7. After the pieces where dry, I wood glued them down and threw in several finishing nails to keep the borders from being kicked off. 


8. After several more coats of the polyurethane, I got my finished product. 



I completed this project a couple months ago and I am happy to say that my work is holding up very well to the abuse it regularly goes through.  I am so relieved that I don't have to stress about spilled drinks or dirty feet.  The children have also experienced several great geography lessons as well.  


I am not an expert at things like this.
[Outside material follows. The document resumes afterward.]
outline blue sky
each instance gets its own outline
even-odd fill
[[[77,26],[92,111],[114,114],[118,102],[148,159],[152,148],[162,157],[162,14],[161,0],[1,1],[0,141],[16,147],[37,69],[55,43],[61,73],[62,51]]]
I just love to try new things.  I knew I had the basic skills at staining and varnishing.  I have cut angles on wood making corners before, so I knew this was not out of my reach.  In the end though, perfection is not what I am working towards.  Nothing in my house, or life, is perfect.  However, I do want experience and knowledge.  I can not allow myself to be held back on attempting a project just because I'm afraid I might fail.  The worst that can happen is that I will have to start over.  No big deal. 

As with every other project I have done, there were mistakes and accidents.  My biggest panic was when my daughter knocked the open can of polyurethane off the counter and onto my nice kitchen floor.  After I stopped freaking out, I remembered that mineral spirits work on cases like that.  So off to Lowes again.  In the end, it was an easy clean up, no harm done.  


As a side note, here is the frame I removed from the table.  I already have plans for the foam.  I will use some of it to make a footstool for my daughter's new chair we reupholstered (another post coming soon) and also to make cushions for my outdoors furniture when the weather warms.  The frame will be stored until we need it for the building of some farm animal home and the green stretching things will be used for another project that I have no idea what it will be.  I love using all that I have.  


So, there you have it.  I know there are better example of up-cycle and remakes, but I mostly want to share with you my heart. I want to encourage you to go for it.  Whatever project you have been putting off because you are afraid of failing,  give it a try.  You may need to ask for assistance or repurchase items that you've messed up too badly, but the knowledge and experience you gain, and the feeling of accomplishment you receive is worth it all. 


***As always, please feel free to share with me your thoughts and ideas. Blessings.